Evals in Laravel: How to Prove Your AI Output Is Actually Good

You shipped the ticket classifier last quarter. It works. The tests are green and they've stayed green.

Last Tuesday you opened the agent's instructions and added two lines to handle refunds better. Tests ran. Still green. You shipped it.

This Monday, support is on fire. Free-tier questions are getting flagged urgent. The drafted replies read like a robot wrote them. Somewhere in those two lines you made the classifier worse, and nothing told you.

Your test suite watched the whole thing happen and said nothing. Because your tests were never checking the answer.

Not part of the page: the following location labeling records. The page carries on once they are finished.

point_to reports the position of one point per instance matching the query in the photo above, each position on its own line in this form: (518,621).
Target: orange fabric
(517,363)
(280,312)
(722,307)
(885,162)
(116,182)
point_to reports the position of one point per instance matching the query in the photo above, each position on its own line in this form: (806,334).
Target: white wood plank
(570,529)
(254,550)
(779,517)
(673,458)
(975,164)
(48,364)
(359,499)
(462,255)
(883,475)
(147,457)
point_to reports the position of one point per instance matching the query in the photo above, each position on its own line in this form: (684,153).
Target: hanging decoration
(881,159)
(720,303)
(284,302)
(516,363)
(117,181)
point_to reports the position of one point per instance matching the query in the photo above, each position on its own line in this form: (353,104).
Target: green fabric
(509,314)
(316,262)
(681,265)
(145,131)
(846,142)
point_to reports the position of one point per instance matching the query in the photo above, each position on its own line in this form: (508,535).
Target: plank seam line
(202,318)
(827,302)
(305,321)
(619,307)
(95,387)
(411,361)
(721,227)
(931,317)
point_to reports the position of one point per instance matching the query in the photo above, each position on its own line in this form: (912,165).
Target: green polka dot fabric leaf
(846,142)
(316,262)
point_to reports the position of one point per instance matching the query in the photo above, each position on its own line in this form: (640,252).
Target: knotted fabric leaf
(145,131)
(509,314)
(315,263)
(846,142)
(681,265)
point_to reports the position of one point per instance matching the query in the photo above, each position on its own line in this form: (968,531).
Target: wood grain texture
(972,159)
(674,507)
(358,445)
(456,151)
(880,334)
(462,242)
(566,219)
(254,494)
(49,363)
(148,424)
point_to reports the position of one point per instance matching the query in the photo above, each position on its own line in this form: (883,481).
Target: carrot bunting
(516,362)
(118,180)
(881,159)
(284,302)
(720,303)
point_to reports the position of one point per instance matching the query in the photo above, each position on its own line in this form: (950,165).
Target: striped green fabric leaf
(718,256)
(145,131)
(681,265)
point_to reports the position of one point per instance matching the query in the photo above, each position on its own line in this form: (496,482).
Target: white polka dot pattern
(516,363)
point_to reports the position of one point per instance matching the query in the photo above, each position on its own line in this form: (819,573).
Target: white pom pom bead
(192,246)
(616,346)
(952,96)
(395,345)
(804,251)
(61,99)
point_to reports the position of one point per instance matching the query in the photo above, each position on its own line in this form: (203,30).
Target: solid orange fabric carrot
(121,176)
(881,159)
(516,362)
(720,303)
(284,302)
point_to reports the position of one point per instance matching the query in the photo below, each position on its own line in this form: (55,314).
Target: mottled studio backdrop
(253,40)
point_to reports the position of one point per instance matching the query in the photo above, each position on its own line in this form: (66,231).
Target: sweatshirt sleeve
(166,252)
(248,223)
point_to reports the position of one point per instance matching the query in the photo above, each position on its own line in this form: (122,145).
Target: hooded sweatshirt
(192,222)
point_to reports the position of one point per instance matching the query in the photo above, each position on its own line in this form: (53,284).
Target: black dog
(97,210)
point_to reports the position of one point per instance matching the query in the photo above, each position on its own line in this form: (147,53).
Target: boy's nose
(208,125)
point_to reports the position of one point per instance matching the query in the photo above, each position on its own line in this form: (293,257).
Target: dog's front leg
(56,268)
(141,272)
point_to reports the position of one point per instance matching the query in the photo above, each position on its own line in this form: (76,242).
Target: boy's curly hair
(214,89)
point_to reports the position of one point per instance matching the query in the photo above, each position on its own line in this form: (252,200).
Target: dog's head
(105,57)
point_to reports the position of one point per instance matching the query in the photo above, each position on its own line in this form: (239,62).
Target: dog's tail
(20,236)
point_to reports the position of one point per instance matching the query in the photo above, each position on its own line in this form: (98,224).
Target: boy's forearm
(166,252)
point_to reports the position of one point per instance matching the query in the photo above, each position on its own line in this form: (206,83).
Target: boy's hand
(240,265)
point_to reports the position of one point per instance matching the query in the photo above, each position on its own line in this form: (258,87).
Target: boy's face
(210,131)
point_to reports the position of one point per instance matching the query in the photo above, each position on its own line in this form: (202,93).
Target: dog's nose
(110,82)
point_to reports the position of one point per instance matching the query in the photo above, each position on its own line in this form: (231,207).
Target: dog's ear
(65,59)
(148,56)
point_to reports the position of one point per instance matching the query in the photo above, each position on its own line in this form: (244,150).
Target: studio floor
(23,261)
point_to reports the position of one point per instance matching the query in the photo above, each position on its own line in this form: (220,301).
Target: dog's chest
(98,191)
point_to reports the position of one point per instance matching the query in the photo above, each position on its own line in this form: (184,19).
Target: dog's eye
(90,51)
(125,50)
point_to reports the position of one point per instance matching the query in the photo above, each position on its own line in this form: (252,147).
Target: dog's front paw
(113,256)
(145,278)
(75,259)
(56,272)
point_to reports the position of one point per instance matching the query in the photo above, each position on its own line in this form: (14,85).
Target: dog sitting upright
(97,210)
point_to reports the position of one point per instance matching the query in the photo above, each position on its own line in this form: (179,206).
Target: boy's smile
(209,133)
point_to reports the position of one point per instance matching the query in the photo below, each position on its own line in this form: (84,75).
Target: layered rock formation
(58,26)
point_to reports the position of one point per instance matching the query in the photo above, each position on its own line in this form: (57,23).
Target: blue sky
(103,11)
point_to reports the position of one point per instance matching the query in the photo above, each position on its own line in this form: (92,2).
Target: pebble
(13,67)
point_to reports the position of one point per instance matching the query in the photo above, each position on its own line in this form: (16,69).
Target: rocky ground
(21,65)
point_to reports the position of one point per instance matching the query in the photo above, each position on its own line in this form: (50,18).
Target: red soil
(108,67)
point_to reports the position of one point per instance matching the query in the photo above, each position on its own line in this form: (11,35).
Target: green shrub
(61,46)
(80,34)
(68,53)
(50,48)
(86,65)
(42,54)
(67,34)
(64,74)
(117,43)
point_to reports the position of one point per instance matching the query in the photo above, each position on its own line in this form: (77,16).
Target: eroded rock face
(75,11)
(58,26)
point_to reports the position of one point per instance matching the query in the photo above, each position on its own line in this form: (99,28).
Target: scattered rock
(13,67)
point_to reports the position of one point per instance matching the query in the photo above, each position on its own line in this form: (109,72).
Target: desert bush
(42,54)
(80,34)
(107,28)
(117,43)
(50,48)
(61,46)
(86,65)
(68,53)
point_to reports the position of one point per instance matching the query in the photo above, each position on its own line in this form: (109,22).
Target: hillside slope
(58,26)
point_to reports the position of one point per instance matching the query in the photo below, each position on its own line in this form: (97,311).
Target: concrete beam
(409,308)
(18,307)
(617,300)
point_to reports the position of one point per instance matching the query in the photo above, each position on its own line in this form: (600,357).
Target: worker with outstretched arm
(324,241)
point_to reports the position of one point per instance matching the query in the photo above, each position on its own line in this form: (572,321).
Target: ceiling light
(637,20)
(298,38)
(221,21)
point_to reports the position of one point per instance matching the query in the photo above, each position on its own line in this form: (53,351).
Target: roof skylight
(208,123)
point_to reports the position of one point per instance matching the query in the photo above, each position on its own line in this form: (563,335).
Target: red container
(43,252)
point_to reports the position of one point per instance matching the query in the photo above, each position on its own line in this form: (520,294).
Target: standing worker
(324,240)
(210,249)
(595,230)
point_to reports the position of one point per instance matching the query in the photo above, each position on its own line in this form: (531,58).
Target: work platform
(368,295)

Your test faked the answer

Here's the test you wrote for the classifier:

public function test_classifies_a_billing_ticket(): void
{
    TicketClassifier::fake([
        json_encode([
            'priority' => 'high',
            'category' => 'billing',
            'suggested_response' => 'Sorry about that, we are looking into it.',
        ]),
    ]);

    $ticket = Ticket::factory()->create([
        'subject' => 'Charged twice this month',
        'body' => 'My card shows two $49 charges for the same invoice.',
    ]);

    $this->post('/api/tickets/classify', ['ticket_id' => $ticket->id]);

    $this->assertEquals('billing', $ticket->fresh()->ai_category);
}

Read it again. You called TicketClassifier::fake(). You handed it the answer. Then you asserted that the answer you handed it came back.

That is not a test of your AI. It is a test of your json_encode.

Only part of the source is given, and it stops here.